I moved in the beginning of 2008, right in January. Philly at the time, it was so affordable to live in, which is partly why I think it became the hotbed for a lot of musicians and artists. I was super into noise and experimental music, and West Philly had a lot of house shows where a lot of that was going on. You’d go to a noise show, and then you’d go to a folk show in a different part of town. It’d be the same people operating in these scenes. It had this “small town, big town” kind of vibe to it. I immediately started meeting people from Espers and Mary Lattimore and Jack Rose. They’re all close friends. Mary and I ended up living together for a few years.

It felt very positive. And it kind of happened immediately, just by going to a show. Somebody would be like, “Oh, you’re new. What are you up to? What you like?” And that opened a lot of doors creatively. Watching friends blow up, like Kurt Vile and The War On Drugs, was incredible to experience. It was just a very exciting time.

I think the first time I heard you was on a War On Drugs bootleg where you perform a cover of The Pretenders’ “Birds Of Paradise.”
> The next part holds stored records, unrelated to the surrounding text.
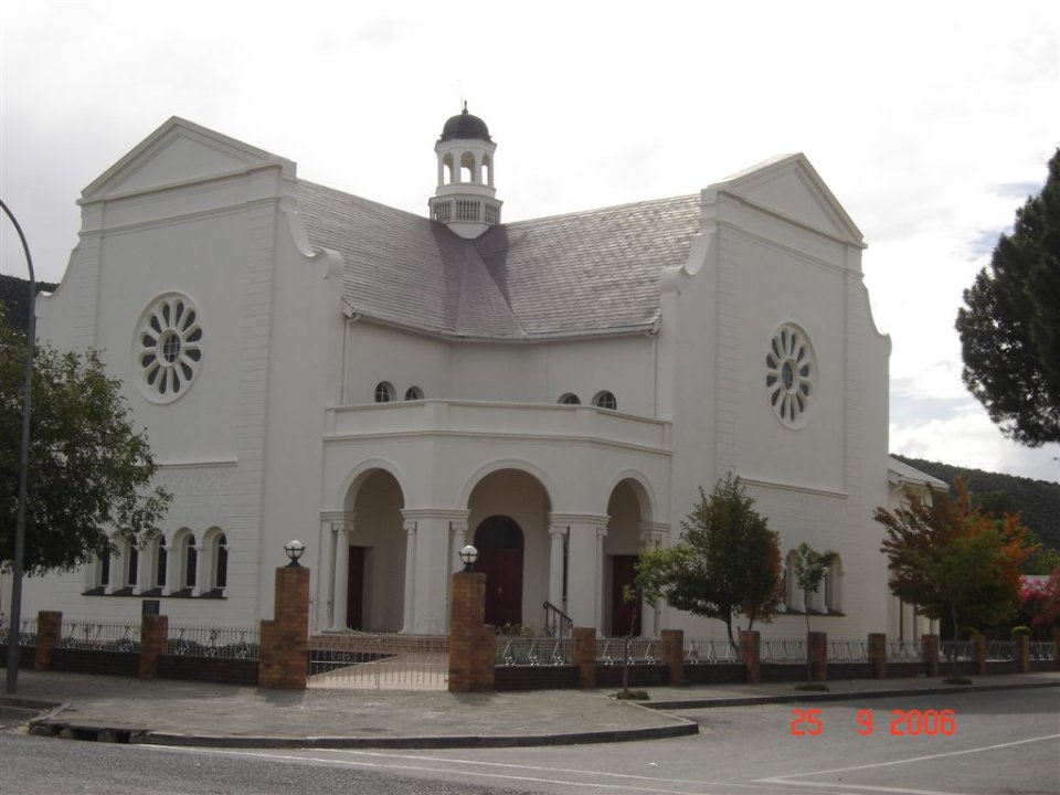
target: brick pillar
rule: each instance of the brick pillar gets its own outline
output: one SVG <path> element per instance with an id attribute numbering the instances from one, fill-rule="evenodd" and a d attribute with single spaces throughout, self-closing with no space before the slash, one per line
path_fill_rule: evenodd
<path id="1" fill-rule="evenodd" d="M 52 669 L 52 653 L 59 647 L 63 634 L 63 614 L 59 611 L 40 611 L 36 614 L 35 670 Z"/>
<path id="2" fill-rule="evenodd" d="M 975 672 L 986 676 L 986 635 L 973 635 L 972 656 L 975 658 Z"/>
<path id="3" fill-rule="evenodd" d="M 873 679 L 887 679 L 887 635 L 883 633 L 869 633 L 869 662 Z"/>
<path id="4" fill-rule="evenodd" d="M 924 674 L 930 677 L 940 676 L 939 668 L 939 636 L 921 635 L 920 651 L 924 657 Z"/>
<path id="5" fill-rule="evenodd" d="M 1020 674 L 1030 672 L 1030 638 L 1026 635 L 1016 636 L 1016 670 Z"/>
<path id="6" fill-rule="evenodd" d="M 812 681 L 828 681 L 828 633 L 806 633 Z"/>
<path id="7" fill-rule="evenodd" d="M 577 666 L 577 686 L 596 687 L 595 627 L 574 627 L 574 665 Z"/>
<path id="8" fill-rule="evenodd" d="M 309 648 L 309 570 L 276 570 L 273 621 L 262 622 L 257 686 L 284 690 L 306 687 Z"/>
<path id="9" fill-rule="evenodd" d="M 661 635 L 666 681 L 668 685 L 680 685 L 685 681 L 685 630 L 664 629 Z"/>
<path id="10" fill-rule="evenodd" d="M 449 601 L 449 692 L 494 689 L 497 636 L 486 621 L 486 575 L 456 572 Z"/>
<path id="11" fill-rule="evenodd" d="M 144 616 L 140 624 L 140 679 L 153 679 L 169 638 L 169 616 Z"/>
<path id="12" fill-rule="evenodd" d="M 740 661 L 749 685 L 762 681 L 762 636 L 757 630 L 740 630 Z"/>

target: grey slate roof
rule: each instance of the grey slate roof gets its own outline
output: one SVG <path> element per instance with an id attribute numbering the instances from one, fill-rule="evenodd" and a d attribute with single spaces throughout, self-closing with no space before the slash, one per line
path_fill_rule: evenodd
<path id="1" fill-rule="evenodd" d="M 452 337 L 532 339 L 645 329 L 659 273 L 699 230 L 699 195 L 494 226 L 444 224 L 299 180 L 309 241 L 346 263 L 343 298 L 364 317 Z"/>

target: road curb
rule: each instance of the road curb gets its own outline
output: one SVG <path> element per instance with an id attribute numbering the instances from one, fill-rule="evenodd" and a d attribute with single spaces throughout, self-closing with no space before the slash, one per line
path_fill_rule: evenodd
<path id="1" fill-rule="evenodd" d="M 674 724 L 647 729 L 612 729 L 605 731 L 569 732 L 556 734 L 478 735 L 456 734 L 441 736 L 357 738 L 357 736 L 233 736 L 229 734 L 183 734 L 156 732 L 116 725 L 91 725 L 41 719 L 31 721 L 30 733 L 64 740 L 130 744 L 169 745 L 181 748 L 221 749 L 473 749 L 528 748 L 541 745 L 579 745 L 591 743 L 664 740 L 699 733 L 699 724 L 672 716 Z"/>
<path id="2" fill-rule="evenodd" d="M 1026 682 L 1013 685 L 946 685 L 940 687 L 902 688 L 900 690 L 859 690 L 856 692 L 813 692 L 786 693 L 784 696 L 734 696 L 732 698 L 688 699 L 685 701 L 654 701 L 643 706 L 660 712 L 687 709 L 714 709 L 719 707 L 755 707 L 774 703 L 802 703 L 805 701 L 861 701 L 865 699 L 887 698 L 889 696 L 940 696 L 963 692 L 986 692 L 988 690 L 1026 690 L 1029 688 L 1060 687 L 1060 681 Z"/>

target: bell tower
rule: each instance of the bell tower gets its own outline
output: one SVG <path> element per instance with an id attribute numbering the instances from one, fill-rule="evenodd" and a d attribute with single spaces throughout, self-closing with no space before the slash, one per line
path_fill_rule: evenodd
<path id="1" fill-rule="evenodd" d="M 500 205 L 494 188 L 494 151 L 497 145 L 478 116 L 464 110 L 451 117 L 434 145 L 438 157 L 438 187 L 427 202 L 431 220 L 448 226 L 460 237 L 478 237 L 500 223 Z"/>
I’m friends with Charlie Hall, the drummer. He played on my second record. He’s doing a lot of percussion. And Robbie Bennett, he played on No Medium. I was very close with him. Robbie’s wife, Kate, is a good friend. I know Adam and I would say we’re friends, but I was definitely closer with them. They were in more of my social circles. I remember being in Denmark in 2014, I got family over there, and then seeing Adam on the cover page of a music magazine. It was so cool to see them experience that growth. They’re all just very sweet, humble people.
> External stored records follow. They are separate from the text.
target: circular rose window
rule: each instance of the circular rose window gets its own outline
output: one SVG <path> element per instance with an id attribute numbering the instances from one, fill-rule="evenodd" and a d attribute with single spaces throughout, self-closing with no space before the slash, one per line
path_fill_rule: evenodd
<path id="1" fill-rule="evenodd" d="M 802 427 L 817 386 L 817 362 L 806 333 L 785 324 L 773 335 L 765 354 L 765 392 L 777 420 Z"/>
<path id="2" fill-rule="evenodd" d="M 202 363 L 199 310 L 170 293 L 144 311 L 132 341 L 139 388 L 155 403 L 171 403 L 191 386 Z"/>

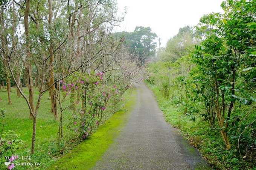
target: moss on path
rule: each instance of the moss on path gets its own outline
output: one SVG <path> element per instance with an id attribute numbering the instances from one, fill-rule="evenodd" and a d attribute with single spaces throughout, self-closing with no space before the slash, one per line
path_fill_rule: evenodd
<path id="1" fill-rule="evenodd" d="M 136 93 L 134 89 L 129 101 L 125 104 L 128 111 L 115 113 L 89 139 L 80 144 L 48 169 L 87 170 L 94 166 L 125 126 L 136 103 Z"/>

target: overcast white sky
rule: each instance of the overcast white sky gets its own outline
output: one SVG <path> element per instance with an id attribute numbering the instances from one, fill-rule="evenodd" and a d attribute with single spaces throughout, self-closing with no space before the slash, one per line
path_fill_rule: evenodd
<path id="1" fill-rule="evenodd" d="M 117 0 L 120 12 L 125 6 L 128 9 L 117 31 L 132 32 L 136 26 L 149 27 L 161 38 L 161 47 L 165 47 L 180 28 L 196 26 L 204 14 L 222 12 L 220 6 L 223 0 Z"/>

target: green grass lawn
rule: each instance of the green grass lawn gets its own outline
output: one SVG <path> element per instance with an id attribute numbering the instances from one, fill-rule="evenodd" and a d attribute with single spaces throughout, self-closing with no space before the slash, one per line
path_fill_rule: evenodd
<path id="1" fill-rule="evenodd" d="M 23 92 L 27 96 L 28 96 L 27 88 L 23 88 Z M 125 93 L 125 102 L 130 98 L 131 92 L 131 90 L 128 90 Z M 35 92 L 35 104 L 38 94 L 38 92 Z M 24 144 L 19 146 L 17 149 L 10 150 L 7 155 L 0 154 L 0 169 L 7 168 L 4 163 L 9 160 L 6 160 L 5 156 L 11 156 L 12 154 L 20 156 L 20 159 L 17 162 L 34 164 L 33 166 L 16 166 L 15 170 L 45 169 L 62 156 L 60 154 L 58 144 L 59 123 L 54 119 L 53 114 L 50 113 L 51 101 L 48 99 L 49 96 L 48 92 L 44 94 L 41 102 L 37 116 L 35 153 L 30 155 L 33 120 L 29 119 L 29 110 L 26 101 L 22 97 L 17 97 L 16 89 L 12 88 L 11 98 L 12 104 L 8 105 L 6 89 L 0 90 L 0 96 L 3 99 L 0 101 L 0 108 L 5 110 L 3 132 L 13 131 L 13 133 L 18 134 L 19 138 L 23 140 Z M 68 106 L 69 102 L 68 100 L 66 101 L 62 105 Z M 67 128 L 69 119 L 72 117 L 72 111 L 67 109 L 63 114 L 64 138 L 61 140 L 60 148 L 64 155 L 81 141 L 74 140 L 73 135 Z M 0 132 L 2 130 L 2 123 L 0 124 Z M 22 156 L 30 157 L 29 159 L 22 160 Z M 35 165 L 34 162 L 40 165 Z"/>

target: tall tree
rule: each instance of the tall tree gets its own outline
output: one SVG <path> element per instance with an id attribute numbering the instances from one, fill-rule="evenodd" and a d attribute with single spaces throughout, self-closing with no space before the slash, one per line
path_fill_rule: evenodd
<path id="1" fill-rule="evenodd" d="M 211 14 L 200 19 L 202 24 L 215 28 L 208 32 L 201 46 L 197 46 L 194 55 L 204 75 L 200 82 L 207 84 L 201 87 L 200 93 L 204 95 L 207 91 L 209 98 L 213 96 L 212 107 L 228 149 L 231 147 L 228 132 L 232 129 L 229 125 L 235 104 L 239 101 L 245 105 L 250 99 L 237 96 L 245 90 L 239 86 L 244 73 L 250 71 L 250 81 L 244 83 L 255 83 L 256 4 L 254 0 L 224 2 L 224 14 Z M 248 95 L 254 99 L 252 94 Z"/>
<path id="2" fill-rule="evenodd" d="M 136 27 L 131 33 L 116 33 L 116 37 L 124 35 L 126 39 L 126 46 L 130 54 L 135 58 L 137 57 L 141 64 L 155 55 L 156 42 L 154 41 L 157 37 L 155 33 L 151 32 L 149 27 Z"/>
The first time I heard you sing I thought, “That’s one of the best voices I’ve heard in a long time.” And I still think that. Maybe this is because of the “Birds Of Paradise” connection, but I hear some Chrissie Hynde in your style. The other comparison I would make is Sandy Denny. You sound like a tougher Sandy Denny to me. Do you consider either singer to be an influence?

Definitely Sandy Denny. Growing up, Fairport Convention was huge in our house. I was maybe 12 or something when I first connected to hearing her sing. At that point, I was definitely a singer. I’ve been in choir my whole life. I used to do state honors and competitive singing growing up. At that coming-of-age time of realizing the character of somebody’s voice, her voice was just so powerful. It’s similar to Neil’s guitar. It’s like when somebody has this rawness about them and it doesn’t seem affected in any kind of way, it is just their pure expression. That really struck me about the way she sings.

Chrissie Hynde, less so. I don’t know if I really sound like her. I have a toughness in my delivery sometimes, which I think has come out of my time in Philly. Growing up, I was a huge fan of ’90s R&B divas, like Mariah Carey and Whitney Houston. They were hugely important to me.